Acetaminophen rectalphenobarbital decreases ranges of acetaminophen rectal by rising metabolism. Acetaminophen IVphenobarbital decreases ranges of acetaminophen IV by rising metabolism. Acetaminophenphenobarbital decreases ranges of acetaminophen by increasing metabolism. Thalidomidethalidomide will increase results of phenobarbital by unspecified interaction mechanism. Sorafenibphenobarbital decreases ranges of sorafenib by growing metabolism. Rufinamidephenobarbital decreases ranges of rufinamide by increasing metabolism.
Caution with sensitive CYP2C19 substrates. Phenobarbital and droperidol each enhance sedation. Phenobarbital and doxylamine each noxema for sunburns increase sedation.
Phenobarbital will decrease the extent or effect of estrogens conjugated artificial by affecting hepatic/intestinal enzyme CYP3A4 metabolism. Phenobarbital will decrease the level or effect of estradiol vaginal by affecting hepatic/intestinal enzyme CYP3A4 metabolism. Phenobarbital will decrease the level or impact of estradiol by affecting hepatic/intestinal enzyme CYP3A4 metabolism. Phenobarbital will lower the level or effect of esomeprazole by affecting hepatic/intestinal enzyme CYP3A4 metabolism. Phenobarbital will decrease the extent or impact of escitalopram by affecting hepatic enzyme CYP2C19 metabolism.
Phenobarbital will lower the level or effect of sofosbuvir/velpatasvir by P-glycoprotein efflux transporter. Sofosbuvir and velpatasvir are substrates of the drug transporter P-gp. Potent P-gp inducers may considerably decrease sofosbuvir and velpatasvir plasma concentrations, resulting in probably lowered therapeutic effect. Phenobarbital will decrease the extent or effect of guanfacine by affecting hepatic/intestinal enzyme CYP3A4 metabolism. Strong or average CYP3A4 inducers considerably reduce guanfacine plasma concentrations and elimination half-life. If coadministered, extra frequent dosing of the IR product could also be required to attain or preserve the specified hypotensive response.

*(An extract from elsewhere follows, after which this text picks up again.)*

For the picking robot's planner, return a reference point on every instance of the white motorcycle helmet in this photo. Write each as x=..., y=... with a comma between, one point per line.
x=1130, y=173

Apalutamide will lower the extent or effect of phenobarbital by affecting hepatic enzyme CYP2C19 metabolism. Coadministration of apalutamide, a strong CYP2C19 inducer, with drugs which are CYP2C19 substrates can lead to lower exposure to these drugs. Avoid or substitute another drug for these medications when possible. Evaluate for lack of therapeutic effect if treatment must be coadministered. Osilodrostatphenobarbital will lower the extent or impact of osilodrostat by Other .
Coadministration with a robust CYP3A inducer decreases duvelisib area underneath the curve , which can reduce duvelisib efficacy. Phenobarbital will decrease the extent or impact of dienogest/estradiol valerate by affecting hepatic/intestinal enzyme CYP3A4 metabolism. Phenobarbital will decrease the level or impact of diazepam intranasal by affecting hepatic/intestinal enzyme CYP3A4 metabolism. Strong or moderate CYP3A4 inducers might increase fee of diazepam elimination; subsequently, efficacy of diazepam could also be decreased.